Bruder Klaus Field Chapel by Peter Zumthor, Wachendorf, Germany, 2015.
"In order to design buildings with a sensuous connection to life, one must think in a way that goes far beyond form and construction.” This quote from Peter Zumthor rings true in his design of Bruder Klaus Field Chapel, where a mystical and thought-proving interior is masked by a very rigid rectangular exterior (also see a picture of the chapels extetior I posted before). Bruder Klaus Field Chapel all began as a sketch, eventually evolving to become a very elegant yet basic landmark in Germany’s natural landscape. Peter Zumthor's design was constructed by local farmers who wanted to honor their patron saint, Bruder Klaus of the 15th century.

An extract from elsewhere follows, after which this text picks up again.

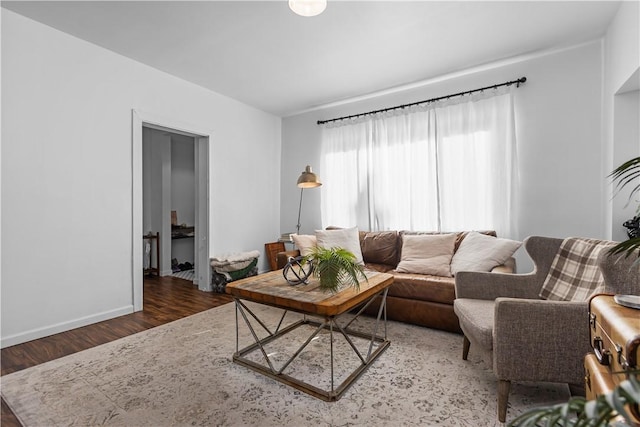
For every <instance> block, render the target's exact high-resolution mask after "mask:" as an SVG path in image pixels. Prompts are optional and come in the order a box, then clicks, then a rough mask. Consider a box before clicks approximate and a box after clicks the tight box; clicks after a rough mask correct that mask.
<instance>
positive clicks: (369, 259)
mask: <svg viewBox="0 0 640 427" xmlns="http://www.w3.org/2000/svg"><path fill="white" fill-rule="evenodd" d="M481 233H483V234H487V235H490V236H494V237H495V236H496V233H495V231H482V232H481ZM406 234H438V233H435V232H414V231H400V232H398V231H376V232H365V231H361V232H360V247H361V249H362V256H363V259H364V262H365V268H367V269H371V270H376V271H381V272H386V273H390V274H393V276H394V282H393V285H391V287H390V288H389V293H388V295H387V318H388V319H390V320H397V321H401V322H406V323H412V324H416V325H420V326H426V327H429V328H434V329H441V330H445V331H451V332H457V333H461V332H462V331H461V329H460V325H459V324H458V317H457V316H456V314H455V313H454V312H453V300H454V299H455V278H454V277H441V276H431V275H425V274H414V273H399V272H397V271H395V268H396V267H397V265H398V262H399V261H400V257H401V252H402V236H403V235H406ZM466 234H467V232H459V233H458V237H457V239H456V243H455V250H458V247H459V246H460V243H461V242H462V240H463V239H464V237H465V236H466ZM298 255H299V251H297V250H293V251H286V252H280V253H278V254H277V265H278V268H282V267H284V266H285V265H286V263H287V261H288V258H289V257H291V256H298ZM514 270H515V260H514V259H513V258H511V259H510V260H508V261H507V262H506V263H505V264H504V265H501V266H498V267H496V268H494V269H493V271H499V272H501V273H513V272H514ZM374 306H376V304H372V305H371V307H370V311H369V313H370V314H375V310H376V308H375V307H374Z"/></svg>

Arguably the most interesting aspects of the chapel are found in the methods of construction, beginning with a wigwam made of 112 tree trunks. Upon completion of the formwork, layer after layer of concrete was poured onto the existing surface, each around 50cm thick. When the concrete of all 24 layers had set, the wooden inner frame was set on fire, eventually leaving behind a hollowed blackened cavity and charred walls.
The unique roofing surface of the interior is balanced by a floor of frozen molten lead. Gaze is pulled up by way of obvious directionality, to the point where the roof is open to the sky and night stars. This controls the weather of the chapel, as rain and sunlight both penetrate the opening and create an ambience or experience very specific to the time of day and year.
Peter Zumthor: “To me, buildings can have a beautiful silence that I associate with attributes such as composure, self-evidence, durability, presence, and integrity, and with warmth and sensuousness as well; a building that is being itself, being a building, not representing anything, just being.”